Aspiring pilots from around the world start their journey at Sheppard

Inside the Euro-NATO Joint Jet Pilot Training Program

WICHITA FALLS, Texas (TNN) - For aspiring fighter pilots across Europe, the dream of flying starts at Sheppard Air Force Base and goes through the Euro-NATO Joint Jet Pilot Training Program.

“All German fighter pilots have been trained here,” German Operations Group Commander Col. Stefan Kleinheyer said. “I was trained here in 1992 so Wichita Falls is a little bit of home.”

The program is the only multi-nationally manned and managed training program in the entire world. For forty years, has been the first step for those who want to serve their air force, with candidates coming from 14 different nations.

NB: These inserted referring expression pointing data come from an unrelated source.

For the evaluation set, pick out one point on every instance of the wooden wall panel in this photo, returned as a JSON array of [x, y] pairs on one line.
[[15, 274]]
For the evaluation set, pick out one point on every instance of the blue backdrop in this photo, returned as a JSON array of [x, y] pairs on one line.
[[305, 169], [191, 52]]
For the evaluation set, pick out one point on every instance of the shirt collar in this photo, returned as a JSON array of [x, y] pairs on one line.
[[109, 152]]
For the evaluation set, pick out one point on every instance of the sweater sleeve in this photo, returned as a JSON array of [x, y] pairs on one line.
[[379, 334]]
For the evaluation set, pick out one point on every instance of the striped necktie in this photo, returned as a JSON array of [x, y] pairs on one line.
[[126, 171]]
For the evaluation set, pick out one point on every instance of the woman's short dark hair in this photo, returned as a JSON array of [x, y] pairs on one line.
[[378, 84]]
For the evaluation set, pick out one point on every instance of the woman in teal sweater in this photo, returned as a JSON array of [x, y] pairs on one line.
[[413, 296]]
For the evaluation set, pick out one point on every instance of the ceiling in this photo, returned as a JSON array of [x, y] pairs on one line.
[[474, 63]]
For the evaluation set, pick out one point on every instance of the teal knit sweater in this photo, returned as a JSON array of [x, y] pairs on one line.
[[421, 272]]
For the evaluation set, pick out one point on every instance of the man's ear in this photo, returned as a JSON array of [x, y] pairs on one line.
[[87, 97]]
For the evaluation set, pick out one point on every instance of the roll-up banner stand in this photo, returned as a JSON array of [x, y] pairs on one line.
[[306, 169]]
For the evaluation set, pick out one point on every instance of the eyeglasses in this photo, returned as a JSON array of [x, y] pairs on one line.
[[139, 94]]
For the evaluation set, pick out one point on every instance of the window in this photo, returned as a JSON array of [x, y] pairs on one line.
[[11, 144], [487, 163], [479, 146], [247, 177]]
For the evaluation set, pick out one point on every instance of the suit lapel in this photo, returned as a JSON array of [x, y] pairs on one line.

“Sheppard itself and the base has changed a little bit but the school has evolved as the time progressed in the last 30 years I want to say, but it’s still the same principles,” said Col. Kleinheyer.

After candidates complete the necessary testing in their home country, they are then sent to Sheppard for a 13-month course. While the majority of people train for work that happens on the ground, a handful makes their way into the air.

“They fly the T-6 first which is a propeller-driven plane so it’s a little slower to get them into the business of flying,” Col. Kleinheyer said. “Then after that, they’re gonna fly the T-38 which is a trans-sonic jet, as we like to say, just barely supersonic speed so, they learn how to do it at a little bit faster pace.”

One of the biggest traditions of the program is dunking pilots into a tub of water after their first solo flight in the T-6. And, once they can manage the faster pace of the T-38 and their training is complete, each pilot moves onto a new base in their home country, leaving behind a global footprint from their first steps in the Air Force here in Wichita Falls.

“There’s a lot of time that leaves an imprint on my career and gave me a network already from the beginning when I was a young pilot,” Col. Kleinheyer said.